Saturday, April 30, 2005

The Scotsman - Business - Art for artists' pensions sake

I missed this article back on April 19 when it came out, but I guess there's a minor international trend to set up retirement trusts with contributed art works. From Tim Corrnwell, Arts Correspondent, writing in the Business Section of The Scotsman:

A PENSION trust where artists will pay installments in their own artworks was launched in London yesterday, dangling the prospect of a retirement nest egg for a very insecure profession.

The UK trust would aim to cover 250 working artists, vetted by experts before they join the scheme. They would contribute 20 artworks over 20 years, to be sold when prices are judged to be right...

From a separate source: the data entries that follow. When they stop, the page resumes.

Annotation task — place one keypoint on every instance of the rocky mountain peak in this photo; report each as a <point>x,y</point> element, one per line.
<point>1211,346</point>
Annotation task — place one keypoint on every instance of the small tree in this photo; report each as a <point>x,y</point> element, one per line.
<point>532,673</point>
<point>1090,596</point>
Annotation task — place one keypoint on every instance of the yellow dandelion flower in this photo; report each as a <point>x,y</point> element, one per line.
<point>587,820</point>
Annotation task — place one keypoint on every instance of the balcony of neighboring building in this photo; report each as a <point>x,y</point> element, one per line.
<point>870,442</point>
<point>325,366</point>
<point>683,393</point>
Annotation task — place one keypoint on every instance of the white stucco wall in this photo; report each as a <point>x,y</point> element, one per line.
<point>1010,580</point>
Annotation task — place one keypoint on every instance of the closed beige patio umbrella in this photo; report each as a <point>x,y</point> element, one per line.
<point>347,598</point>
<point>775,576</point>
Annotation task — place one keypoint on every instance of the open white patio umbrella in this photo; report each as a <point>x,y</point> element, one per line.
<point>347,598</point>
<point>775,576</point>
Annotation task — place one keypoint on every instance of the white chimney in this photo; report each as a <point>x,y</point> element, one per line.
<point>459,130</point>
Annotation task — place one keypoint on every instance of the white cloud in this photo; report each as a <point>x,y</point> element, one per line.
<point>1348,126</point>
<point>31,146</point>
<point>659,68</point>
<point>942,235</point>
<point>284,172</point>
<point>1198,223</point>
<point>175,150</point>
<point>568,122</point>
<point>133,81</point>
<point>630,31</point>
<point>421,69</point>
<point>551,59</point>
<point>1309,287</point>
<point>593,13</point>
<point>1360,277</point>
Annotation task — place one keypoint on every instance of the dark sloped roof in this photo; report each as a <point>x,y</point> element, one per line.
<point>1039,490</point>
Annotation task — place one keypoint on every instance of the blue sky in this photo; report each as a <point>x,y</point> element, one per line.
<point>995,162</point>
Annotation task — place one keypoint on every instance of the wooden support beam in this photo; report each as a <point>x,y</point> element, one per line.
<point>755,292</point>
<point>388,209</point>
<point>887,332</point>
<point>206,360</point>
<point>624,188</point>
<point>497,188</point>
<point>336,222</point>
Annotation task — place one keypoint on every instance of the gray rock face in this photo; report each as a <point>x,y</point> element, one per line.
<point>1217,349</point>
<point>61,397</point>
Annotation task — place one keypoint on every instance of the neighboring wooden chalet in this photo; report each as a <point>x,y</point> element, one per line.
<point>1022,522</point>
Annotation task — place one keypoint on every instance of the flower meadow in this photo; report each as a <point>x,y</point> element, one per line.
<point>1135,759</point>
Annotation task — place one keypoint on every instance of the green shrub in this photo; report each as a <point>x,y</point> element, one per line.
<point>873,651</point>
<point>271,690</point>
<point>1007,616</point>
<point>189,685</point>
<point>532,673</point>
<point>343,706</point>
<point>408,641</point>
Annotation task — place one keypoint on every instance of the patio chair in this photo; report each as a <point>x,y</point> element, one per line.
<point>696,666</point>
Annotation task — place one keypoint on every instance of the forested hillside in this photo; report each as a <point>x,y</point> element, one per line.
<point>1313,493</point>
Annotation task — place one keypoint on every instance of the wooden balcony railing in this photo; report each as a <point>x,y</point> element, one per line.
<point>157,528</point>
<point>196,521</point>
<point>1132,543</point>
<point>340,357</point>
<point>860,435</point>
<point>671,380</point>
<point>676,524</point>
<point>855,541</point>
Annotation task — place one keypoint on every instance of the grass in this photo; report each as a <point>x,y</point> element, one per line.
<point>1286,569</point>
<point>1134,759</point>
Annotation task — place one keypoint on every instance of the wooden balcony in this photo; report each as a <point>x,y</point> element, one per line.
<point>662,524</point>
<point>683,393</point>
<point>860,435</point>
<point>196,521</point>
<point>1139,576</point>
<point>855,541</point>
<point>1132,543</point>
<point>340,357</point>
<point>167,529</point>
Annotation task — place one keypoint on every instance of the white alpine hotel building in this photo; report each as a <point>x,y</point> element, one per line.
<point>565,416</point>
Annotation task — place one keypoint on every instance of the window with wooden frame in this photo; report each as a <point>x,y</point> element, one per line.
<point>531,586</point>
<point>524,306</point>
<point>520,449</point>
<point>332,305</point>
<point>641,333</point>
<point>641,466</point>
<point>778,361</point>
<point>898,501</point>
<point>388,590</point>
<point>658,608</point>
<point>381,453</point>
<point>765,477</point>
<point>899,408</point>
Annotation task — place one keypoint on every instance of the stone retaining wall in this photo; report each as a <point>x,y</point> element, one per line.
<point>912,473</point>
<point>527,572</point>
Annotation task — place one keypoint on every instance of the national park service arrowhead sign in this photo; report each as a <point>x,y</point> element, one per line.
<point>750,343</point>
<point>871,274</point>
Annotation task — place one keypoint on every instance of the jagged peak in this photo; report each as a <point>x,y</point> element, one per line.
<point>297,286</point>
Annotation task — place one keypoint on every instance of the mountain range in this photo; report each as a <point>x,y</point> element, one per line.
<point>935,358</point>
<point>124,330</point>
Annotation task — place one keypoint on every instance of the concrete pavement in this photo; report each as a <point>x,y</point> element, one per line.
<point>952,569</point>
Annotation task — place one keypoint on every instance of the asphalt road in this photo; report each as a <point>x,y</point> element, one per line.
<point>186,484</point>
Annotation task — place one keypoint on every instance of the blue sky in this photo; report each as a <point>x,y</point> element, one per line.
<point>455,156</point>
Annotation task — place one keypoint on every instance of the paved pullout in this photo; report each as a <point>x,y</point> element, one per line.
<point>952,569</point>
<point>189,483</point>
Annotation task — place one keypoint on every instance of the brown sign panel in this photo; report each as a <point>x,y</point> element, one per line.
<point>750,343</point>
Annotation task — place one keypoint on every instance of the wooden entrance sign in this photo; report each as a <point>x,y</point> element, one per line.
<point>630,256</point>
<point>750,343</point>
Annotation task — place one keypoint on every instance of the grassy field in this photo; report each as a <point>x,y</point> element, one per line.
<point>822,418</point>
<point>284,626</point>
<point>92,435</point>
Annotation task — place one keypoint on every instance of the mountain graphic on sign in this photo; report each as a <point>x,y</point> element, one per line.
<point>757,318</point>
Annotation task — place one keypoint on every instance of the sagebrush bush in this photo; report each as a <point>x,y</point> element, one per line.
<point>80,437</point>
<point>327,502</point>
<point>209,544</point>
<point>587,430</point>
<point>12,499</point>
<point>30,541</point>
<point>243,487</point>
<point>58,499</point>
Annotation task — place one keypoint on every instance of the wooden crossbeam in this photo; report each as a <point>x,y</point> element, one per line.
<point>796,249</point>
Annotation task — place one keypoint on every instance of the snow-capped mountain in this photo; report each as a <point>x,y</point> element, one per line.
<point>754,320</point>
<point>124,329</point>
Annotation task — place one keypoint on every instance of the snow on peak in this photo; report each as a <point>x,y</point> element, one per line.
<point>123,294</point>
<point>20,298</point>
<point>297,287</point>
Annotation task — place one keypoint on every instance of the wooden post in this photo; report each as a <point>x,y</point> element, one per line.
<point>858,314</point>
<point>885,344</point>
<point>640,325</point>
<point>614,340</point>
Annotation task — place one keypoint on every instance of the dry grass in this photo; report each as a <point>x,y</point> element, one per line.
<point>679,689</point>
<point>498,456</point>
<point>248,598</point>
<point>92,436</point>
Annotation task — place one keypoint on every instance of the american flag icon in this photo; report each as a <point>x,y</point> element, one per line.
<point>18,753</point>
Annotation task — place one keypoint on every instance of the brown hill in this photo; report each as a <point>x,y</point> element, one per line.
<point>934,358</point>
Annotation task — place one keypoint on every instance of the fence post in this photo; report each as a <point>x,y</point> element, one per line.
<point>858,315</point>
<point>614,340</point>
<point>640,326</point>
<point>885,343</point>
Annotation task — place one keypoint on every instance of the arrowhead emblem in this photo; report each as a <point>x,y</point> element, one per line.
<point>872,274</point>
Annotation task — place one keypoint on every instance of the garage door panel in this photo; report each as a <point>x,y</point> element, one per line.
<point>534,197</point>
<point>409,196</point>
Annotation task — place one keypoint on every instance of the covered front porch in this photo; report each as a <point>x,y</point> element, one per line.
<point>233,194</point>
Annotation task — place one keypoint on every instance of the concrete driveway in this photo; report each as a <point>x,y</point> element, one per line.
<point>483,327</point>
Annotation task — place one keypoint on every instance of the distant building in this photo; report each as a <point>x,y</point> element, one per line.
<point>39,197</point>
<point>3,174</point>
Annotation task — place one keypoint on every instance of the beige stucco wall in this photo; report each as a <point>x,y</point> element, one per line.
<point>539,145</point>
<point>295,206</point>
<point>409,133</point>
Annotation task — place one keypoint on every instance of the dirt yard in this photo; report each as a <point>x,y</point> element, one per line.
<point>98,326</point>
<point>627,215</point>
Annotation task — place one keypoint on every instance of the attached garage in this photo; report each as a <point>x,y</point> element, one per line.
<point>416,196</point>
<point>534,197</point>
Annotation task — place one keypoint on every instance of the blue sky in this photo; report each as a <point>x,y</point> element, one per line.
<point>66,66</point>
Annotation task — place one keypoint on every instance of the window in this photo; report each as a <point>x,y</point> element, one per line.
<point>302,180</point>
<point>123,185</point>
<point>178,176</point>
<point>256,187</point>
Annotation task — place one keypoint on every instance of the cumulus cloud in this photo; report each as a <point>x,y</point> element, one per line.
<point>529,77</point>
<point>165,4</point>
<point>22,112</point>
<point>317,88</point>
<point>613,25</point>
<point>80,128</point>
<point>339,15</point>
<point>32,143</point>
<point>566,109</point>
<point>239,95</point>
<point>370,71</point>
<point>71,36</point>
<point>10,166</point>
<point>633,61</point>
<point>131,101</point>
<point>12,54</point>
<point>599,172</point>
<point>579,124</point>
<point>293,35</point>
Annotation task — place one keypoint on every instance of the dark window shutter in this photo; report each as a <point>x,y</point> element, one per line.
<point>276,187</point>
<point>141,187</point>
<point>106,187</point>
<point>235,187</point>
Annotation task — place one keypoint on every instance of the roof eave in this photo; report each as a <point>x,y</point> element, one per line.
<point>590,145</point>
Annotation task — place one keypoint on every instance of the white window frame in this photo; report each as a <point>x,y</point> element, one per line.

A similar scheme was launched in the United States last year. After the launch of the UK scheme yesterday, Berlin is set to be next. The Artist Pension Trust offered few details on what cash sums artists could expect to receive from a collection that would run to 2,000 works of visual art, from video to paintings...
On that last point, perhaps it's because in the real world it's impossible for The Artist Pension Trust to have any idea whatsoever what prices the art will fetch down the road. Especially the art they haven't seen yet. At a guess.

Despite Mr. Cornwell's minor confusion about where money comes from and how it is allocated and by whom, the article is overall an interesting read. (Use title link.)

For more details, see www.artistpensiontrust.org.

I wish The Artist Pension Trust and its associated artists all the luck in the world. After all, the program is showing a fair amount of both initiative and prudence, and it promotes personal responsibility in a community-cushioned kind of way. I don't know about you, but I find that much better than asking for government handouts ripped from the pockets of taxpayers.